Used std::tie(It, std::ignore) = ... instead.

222 ↗(On Diff #158175)

The algorithms are very different, since the additional data structure for grouping by threads is by definition unnecessary in the merging across stacks losing information about threads.

kpw accepted this revision.Aug 2 2018, 9:42 PM

Please consider my comments about the tests before pushing.

llvm/lib/XRay/Profile.cpp
187–188 ↗(On Diff #158175)

In the words of the dude: "That's just like... your opinion man."

222 ↗(On Diff #158175)

That's fair.

llvm/unittests/XRay/ProfileTest.cpp
49–56 ↗(On Diff #158683)

Could you add a comment explaining each assertion. If these fail, the aggregate initializers require a lot from an unfamiliar reader.

Suggestions:

Empty struct should fail
...
Thread ID with no data should fail
...
// Thread ID with data should succeed

Die hard style reviewers would argue that this should be three tests! ;P

60–72 ↗(On Diff #158683)

Maybe choose some values that are different for the different stacks so that if the test will fail if the merge combines an incorrect permutation pairing up the stacks?

Maybe also add a unique stack to one or both profiles to check that the implementation is robust to stacks that don't have a match.

101 ↗(On Diff #158683)

Use a different thread ID here to verify we're not matching on threads?

118 ↗(On Diff #158683)

Should there be MergeProfilesByThreadAccumulate as well?

121–127 ↗(On Diff #158683)

Use different thread IDs?

This revision is now accepted and ready to land.Aug 2 2018, 9:42 PM
dberris updated this revision to Diff 158932.Aug 3 2018, 12:17 AM
dberris marked 8 inline comments as done.

Address more comments.

Thanks!

llvm/lib/XRay/Profile.cpp
187–188 ↗(On Diff #158175)

Duuuuude... :)

This revision was automatically updated to reflect the committed changes.
thakis added a subscriber: thakis.Aug 3 2018, 5:23 AM

(The cmakelists.txt changes added tabs. I fixed in r338880, but maybe check your editor settings. also, phab doesn't do a great job displaying tabs in diffs :-/)

dberris added a subscriber: kpw.Aug 3 2018, 6:04 AM

Oops -- sorry about that, Nico!

/me goes checking editor config settings for cmake files to expand tabs always.

dberris reopened this revision.Aug 6 2018, 9:29 PM

Re-opening since this has been reverted.

This revision is now accepted and ready to land.Aug 6 2018, 9:29 PM
dberris planned changes to this revision.Aug 6 2018, 9:30 PM

Turns out that a move-only type and how we're using this is problematic in some older non-clang compiler.

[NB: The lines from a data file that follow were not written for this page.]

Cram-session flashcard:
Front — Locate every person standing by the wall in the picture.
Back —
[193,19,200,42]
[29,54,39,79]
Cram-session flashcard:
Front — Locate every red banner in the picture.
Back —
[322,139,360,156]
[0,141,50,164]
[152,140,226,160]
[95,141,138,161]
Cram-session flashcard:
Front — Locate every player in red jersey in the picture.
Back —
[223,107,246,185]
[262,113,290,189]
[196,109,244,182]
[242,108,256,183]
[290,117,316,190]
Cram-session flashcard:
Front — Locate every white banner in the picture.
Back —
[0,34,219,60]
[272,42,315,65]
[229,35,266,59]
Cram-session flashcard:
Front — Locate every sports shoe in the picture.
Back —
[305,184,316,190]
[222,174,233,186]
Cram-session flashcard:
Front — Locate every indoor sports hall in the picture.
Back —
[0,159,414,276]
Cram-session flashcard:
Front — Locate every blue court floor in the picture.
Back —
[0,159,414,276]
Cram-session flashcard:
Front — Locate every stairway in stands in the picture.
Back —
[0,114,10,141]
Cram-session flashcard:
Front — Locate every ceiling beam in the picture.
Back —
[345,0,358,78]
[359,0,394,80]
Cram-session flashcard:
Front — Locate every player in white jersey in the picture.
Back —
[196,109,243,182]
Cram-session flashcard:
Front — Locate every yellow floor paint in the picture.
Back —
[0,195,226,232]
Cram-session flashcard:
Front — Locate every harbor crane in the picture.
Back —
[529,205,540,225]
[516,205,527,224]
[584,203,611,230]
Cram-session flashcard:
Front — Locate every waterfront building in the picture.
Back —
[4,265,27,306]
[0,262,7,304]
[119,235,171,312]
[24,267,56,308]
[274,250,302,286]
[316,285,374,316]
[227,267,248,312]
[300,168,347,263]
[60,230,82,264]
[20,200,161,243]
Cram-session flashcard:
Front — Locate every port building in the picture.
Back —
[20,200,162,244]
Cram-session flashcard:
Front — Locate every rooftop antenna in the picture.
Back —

Instead of relying on defaults, I'll implement the semantics that we need for copy to work even if it's much more expensive.

dberris updated this revision to Diff 161667.Aug 21 2018, 1:45 AM

Updated to implement a copy constructor, a move constructor, and associated assignment operations.

This revision is now accepted and ready to land.Aug 21 2018, 1:45 AM
dberris updated this revision to Diff 161669.Aug 21 2018, 1:52 AM
  • fixup: add test for move assignment

Updated, anybody care to review (again)?

Am going to land this now, since the changes introduced have been very minor (mostly to appease older compilers).

This revision was automatically updated to reflect the committed changes.